Yang harus diperhatikan lagi, interpretasi atas pedoman
akuntansi IFRS diharapkan akan menimbulkan pengungkapan aktifitas usaha yang
sesungguhnya. IFRS menuntut transparansi yang lebih dalam dibandingkan aturan
pelaporan keuangan yang berlaku sekarang. Unsur-unsur yang harus dilaporkan
lebih banyak bahkan meliputi informasi yang sensitif. Perusahaan, misalnya,
harus mengungkap risiko risiko yang terkait dengan piutang, investasi, produk
derivatif dan aset atau liabilitas keuangan lainnya. Risiko yang harus
diungkapkan secara transparan mencakup risiko kredit, risiko likuiditas dan
risiko pasar dari aset dan liabilitas tersebut. Di sini, peran manajemen risiko
dan internal audit harus diasah terus kemampuannya
IFRS juga menganut azas principle base. Jadi, semua
elemen manajemen harus memahami IFRS secara utuh. IFRS akan sering meminta profesional
judgment ketika melengkapi laporan. Itu sebabnya, fungsi komisaris tidak
lagi hanya memberikan advis kepada direksi, tapi juga harus paham laporan
keuangan. Gesekan pemahaman, bisa saja terjadi dan inilah pekerjaan rumah yang
besar dalam menyiapkan adopsi IFRS di tahun 2012 secara utuh.
Persoalan lain, batasan tentang makna profesional
judgement di Indonesia sangatlah sumir. Infrastruktur hukum belum memiliki
keberpihakan kepada pelaku bisnis terlebih manajemen BUMN ketika memeberikan
"profesional judgement". Dalam hal ini, government will
diperlukan untuk menjamin pelaku bisnis BUMN dapat menjalankan putusan atas
laporan keuangan yang berbasis IFRS tanpa takut dinilai melanggar aturan.
Jika pihak eksternal perusahaan (misalnya pajak, aparat
hukum, auditor negara, atau politisi) tidak siap, maka itu bisa menyulitkan
kalangan perusahaan. Ambil contoh: soal pencadangan atas piutang ragu-ragu.
Mengingat IFRS menganut nilai wajar, maka bila ada suatu utang yang
diklasifikasikan meragukan, perusahaan harus segera menyiapkan pencadangan
penuh-dan menghapuskan catatan utang itu. Padahal, aturan yang berlaku sekarang
amat sulit mengesahkan soal penghapusan piutang. Apa yang akan terjadi jika BUMN
menghapuskan catatan utang itu berdasarkan IFRS? Bisa jadi nanti muncul dugaan
bahwa tindakan tersebut adalah pidana atau bahkan merugikan keuangan negara.

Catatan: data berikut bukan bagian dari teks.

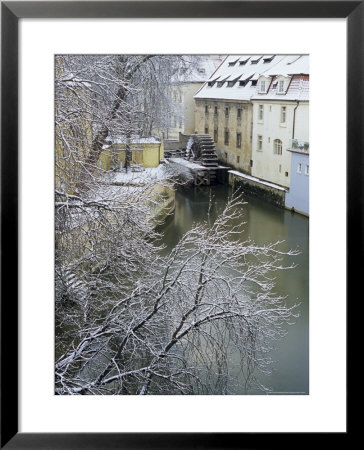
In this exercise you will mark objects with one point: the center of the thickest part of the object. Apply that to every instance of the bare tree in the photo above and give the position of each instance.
(171, 328)
(130, 320)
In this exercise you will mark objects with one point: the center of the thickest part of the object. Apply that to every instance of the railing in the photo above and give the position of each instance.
(299, 145)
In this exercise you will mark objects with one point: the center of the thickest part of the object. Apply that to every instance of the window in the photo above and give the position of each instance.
(277, 147)
(283, 114)
(238, 140)
(261, 112)
(260, 143)
(226, 137)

Kalau sudah begini, tidak bisa tidak, pemerintah sebaiknya
memebrikan dasar hukum yang jelas dalam penerapan IFRS. Sudah sepatutunya jika
implementasi IFRS mendapatkan pengawalan dan legal framework yang
memadai . Aturan hukum itu diperlukan untuk mejamin semua kalangan tidak
terjerumus pada situasi rancu dari penerapan IFRS itu tadi.